Signera, signera pas ?
Les organisations syndicales, visiblement « déçues » et « amères », rendront leur décision comme suit : la CGT le 6 janvier (elle ne signera pas), FO « après le 6 », et la CFDT le 8 - tentée comme à son habitude de signer mais ne souhaitant pas le faire « toute seule », elle persiste et entend bien rallier à sa cause d’autres syndicats malgré la sanction qui leur a été infligée lors des récentes élections prud’homales.

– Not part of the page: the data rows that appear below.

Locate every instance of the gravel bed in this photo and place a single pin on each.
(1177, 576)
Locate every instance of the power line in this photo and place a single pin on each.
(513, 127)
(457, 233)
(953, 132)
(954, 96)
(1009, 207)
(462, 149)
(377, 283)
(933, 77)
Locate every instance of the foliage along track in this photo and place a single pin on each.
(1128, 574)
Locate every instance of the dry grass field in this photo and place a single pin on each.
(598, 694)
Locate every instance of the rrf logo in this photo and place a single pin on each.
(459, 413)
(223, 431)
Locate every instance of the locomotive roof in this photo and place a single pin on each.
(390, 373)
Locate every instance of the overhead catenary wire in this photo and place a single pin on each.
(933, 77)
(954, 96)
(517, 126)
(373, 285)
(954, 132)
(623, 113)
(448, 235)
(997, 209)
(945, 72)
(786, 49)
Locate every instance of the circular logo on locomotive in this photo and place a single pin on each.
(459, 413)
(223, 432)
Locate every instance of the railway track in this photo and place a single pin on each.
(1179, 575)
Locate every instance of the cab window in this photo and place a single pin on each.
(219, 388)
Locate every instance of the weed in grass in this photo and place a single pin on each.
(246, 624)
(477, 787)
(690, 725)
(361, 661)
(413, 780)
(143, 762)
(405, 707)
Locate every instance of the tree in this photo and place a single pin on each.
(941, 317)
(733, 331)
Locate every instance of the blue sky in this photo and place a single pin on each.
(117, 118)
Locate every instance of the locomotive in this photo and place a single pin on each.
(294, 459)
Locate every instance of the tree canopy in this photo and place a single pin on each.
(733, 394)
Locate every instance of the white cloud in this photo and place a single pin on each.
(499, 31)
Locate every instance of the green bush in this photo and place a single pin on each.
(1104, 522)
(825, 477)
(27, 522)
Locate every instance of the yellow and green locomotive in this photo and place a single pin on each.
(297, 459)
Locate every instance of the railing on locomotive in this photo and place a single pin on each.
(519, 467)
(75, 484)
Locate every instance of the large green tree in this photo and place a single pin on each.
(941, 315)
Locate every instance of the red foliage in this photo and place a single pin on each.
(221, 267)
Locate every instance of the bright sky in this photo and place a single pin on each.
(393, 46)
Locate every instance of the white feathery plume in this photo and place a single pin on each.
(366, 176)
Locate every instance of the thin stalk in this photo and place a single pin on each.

La CFTC se prononcera le 12 et la CFE-CGC le 20.
Dans ces conditions, pour 2009, on ne peut qu’espérer une seule chose : que les syndicats accordent leurs violons et refusent, tous en bloc, de signer cet accord, qu’ils fassent enfin leur boulot, ensemble, et monter la pression en vue d’une mobilisation générale qui ne se limite pas qu’à la journée du 29, qualifiée d’inédite depuis le CPE. A cause de l’agitation grecque, Nicolas Sarkozy a émis quelques craintes au sujet de la paix sociale en France. L’Elysée est tenté de régler à sa façon le dossier de l’assurance-chômage en cas d’échec du paritarisme. La rue pourrait l’en dissuader.